Blue Screen Of Democracy
Tinta Media - Maraknya fenomena BSOD di Platform Instagram viral. Blue Screen Of Death (BSOD) merupakan tampilan layar biru ketika Microsoft Windows mengalami kesalahan serius akibat kerusakan sistem yang tidak bisa diperbaiki oleh internal.
Uniknya, BSOD warganet gunakan sebagai aksi demo terhadap Demokrasi. Rakyat mengklaim negara menggunakan Demokrasi sebagai alat untuk mencapai keuntungan dengan membangun dinasti politik. Pemicu rakyat murka, setelah DPR menjegal keputusan MK dengan mengadakan rapat dadakan, dan mengesahkan Revisi RUU Pilkada dengan waktu superkilar selama 7 jam. (Kumparannews, 22/08/24)
Publik menggiring berbagai opini, dari MK yang ingin mengembalikan citra baik sebelum Jokowi lengser. Sedangkan DPR sibuk menjegal, demi Kaesang tetap bisa maju Pilkada 2024. Rakyat geram, karena Demokrasi dengan mudahnya diobok-obok oleh internalnya sendiri. Para pemangku kekuasaan dengan mudah dan bebas memuat aturan sesuai kepentingan masing-masing kubu.

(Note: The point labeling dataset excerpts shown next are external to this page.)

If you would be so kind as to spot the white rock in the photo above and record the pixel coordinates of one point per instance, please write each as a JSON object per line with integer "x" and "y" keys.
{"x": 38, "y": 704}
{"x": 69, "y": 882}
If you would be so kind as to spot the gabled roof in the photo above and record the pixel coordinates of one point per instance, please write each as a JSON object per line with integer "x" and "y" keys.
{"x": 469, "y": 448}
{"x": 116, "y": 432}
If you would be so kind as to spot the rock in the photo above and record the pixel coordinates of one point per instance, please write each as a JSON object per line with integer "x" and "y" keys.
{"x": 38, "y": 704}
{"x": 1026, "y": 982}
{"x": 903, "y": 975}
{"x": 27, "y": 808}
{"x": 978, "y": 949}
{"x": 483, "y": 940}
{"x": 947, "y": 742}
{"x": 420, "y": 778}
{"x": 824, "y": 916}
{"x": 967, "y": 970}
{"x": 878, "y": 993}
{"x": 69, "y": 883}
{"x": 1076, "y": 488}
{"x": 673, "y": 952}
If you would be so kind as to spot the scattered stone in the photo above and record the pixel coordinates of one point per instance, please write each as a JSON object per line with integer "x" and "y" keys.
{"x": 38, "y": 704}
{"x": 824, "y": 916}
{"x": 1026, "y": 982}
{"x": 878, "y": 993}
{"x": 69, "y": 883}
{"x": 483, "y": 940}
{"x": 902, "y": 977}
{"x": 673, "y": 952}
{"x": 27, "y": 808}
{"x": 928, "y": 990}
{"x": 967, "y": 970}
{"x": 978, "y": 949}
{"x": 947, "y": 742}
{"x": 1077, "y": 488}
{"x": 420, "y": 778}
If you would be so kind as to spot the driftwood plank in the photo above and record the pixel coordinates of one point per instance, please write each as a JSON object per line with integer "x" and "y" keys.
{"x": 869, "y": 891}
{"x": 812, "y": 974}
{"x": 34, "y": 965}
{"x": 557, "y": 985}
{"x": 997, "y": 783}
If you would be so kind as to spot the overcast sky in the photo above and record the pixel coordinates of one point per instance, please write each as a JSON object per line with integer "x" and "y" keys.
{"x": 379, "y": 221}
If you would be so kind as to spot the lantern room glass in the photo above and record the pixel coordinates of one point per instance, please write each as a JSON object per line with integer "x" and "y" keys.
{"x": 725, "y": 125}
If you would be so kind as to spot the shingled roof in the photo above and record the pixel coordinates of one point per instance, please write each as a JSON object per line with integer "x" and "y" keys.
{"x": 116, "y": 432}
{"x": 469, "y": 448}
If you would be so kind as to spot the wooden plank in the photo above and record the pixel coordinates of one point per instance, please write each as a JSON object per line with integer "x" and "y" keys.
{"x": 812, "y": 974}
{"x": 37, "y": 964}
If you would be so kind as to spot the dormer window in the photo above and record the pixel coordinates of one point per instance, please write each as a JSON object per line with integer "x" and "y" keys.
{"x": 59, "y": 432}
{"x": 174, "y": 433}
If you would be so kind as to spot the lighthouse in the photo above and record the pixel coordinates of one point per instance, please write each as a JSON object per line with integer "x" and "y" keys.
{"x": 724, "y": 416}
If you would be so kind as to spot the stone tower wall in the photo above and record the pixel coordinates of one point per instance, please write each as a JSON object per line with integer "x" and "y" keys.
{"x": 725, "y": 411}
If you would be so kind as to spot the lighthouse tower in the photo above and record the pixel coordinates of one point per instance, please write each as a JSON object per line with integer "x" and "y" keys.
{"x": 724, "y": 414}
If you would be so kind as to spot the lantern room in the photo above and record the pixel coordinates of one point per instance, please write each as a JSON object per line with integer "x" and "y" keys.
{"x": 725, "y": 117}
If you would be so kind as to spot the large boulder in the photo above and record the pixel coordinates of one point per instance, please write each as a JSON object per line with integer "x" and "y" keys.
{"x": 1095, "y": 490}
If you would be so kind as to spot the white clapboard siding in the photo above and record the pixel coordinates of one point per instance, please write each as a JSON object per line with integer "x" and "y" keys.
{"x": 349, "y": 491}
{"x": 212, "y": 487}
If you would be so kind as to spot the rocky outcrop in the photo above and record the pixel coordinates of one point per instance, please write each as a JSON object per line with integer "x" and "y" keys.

Lahirlah aksi heroik para demonstran, dari komika, aktor, influencer, mahasiswa, STM, dan masyarakat kompak turun ke jalan menuju gedung DPR serta Istana Kepresidenan. Bahkan musisi Fiersa Basari dalam konsernya menggunakan background BSOD. Bukti bahwa seluruh elemen sudah sadar akan politik, yang tadinya cuek, dan ngikut-ngikut kebijakan aja.
Kepercayaan publik kian pudar. Sangat menggelitik orasi dari Reza Rahardian yang pedas, lantang, dengan semangat mendidih. Dengan narasi, "jika MK berusaha mengembalikan nobility nya sebagai konstitusi. Ironisnya, dianulir oleh lembaga wakil rakyat. Lantas anda yang di dalam gedung DPR ini, wakil siapa?" Rasanya, di balik Demokrasi bukan lagi suara dan kepentingan rakyat. Realitasnya, Demokrasi hanya sebatas teori, dari rakyat, oleh rakyat, dan untuk rakyat
Menyelami pola pikir Socrates, seorang ahli filsuf ternama berasal dari Atena, Yunani. Menurut Socretes, negeri-negeri dengan Ideologi Demokrasi berpikir mundur dan terbelakang. Paradigma Socrates mengilustrasikan Demokrasi sangat unik, dianalogikan seperti kapal. Ketika seseorang ingin berlayar, namun untuk menentukan siapa nahkodanya berdasarkan suara mayoritas, tentu sangat berbahaya. Bayangkan apabila nahkoda terpilih ternyata tidak ada keilmuan dan pengalaman dalam berlayar, bahkan tidak bisa membaca arah mata angin, lantas bagaimana nyama penumpang kapal?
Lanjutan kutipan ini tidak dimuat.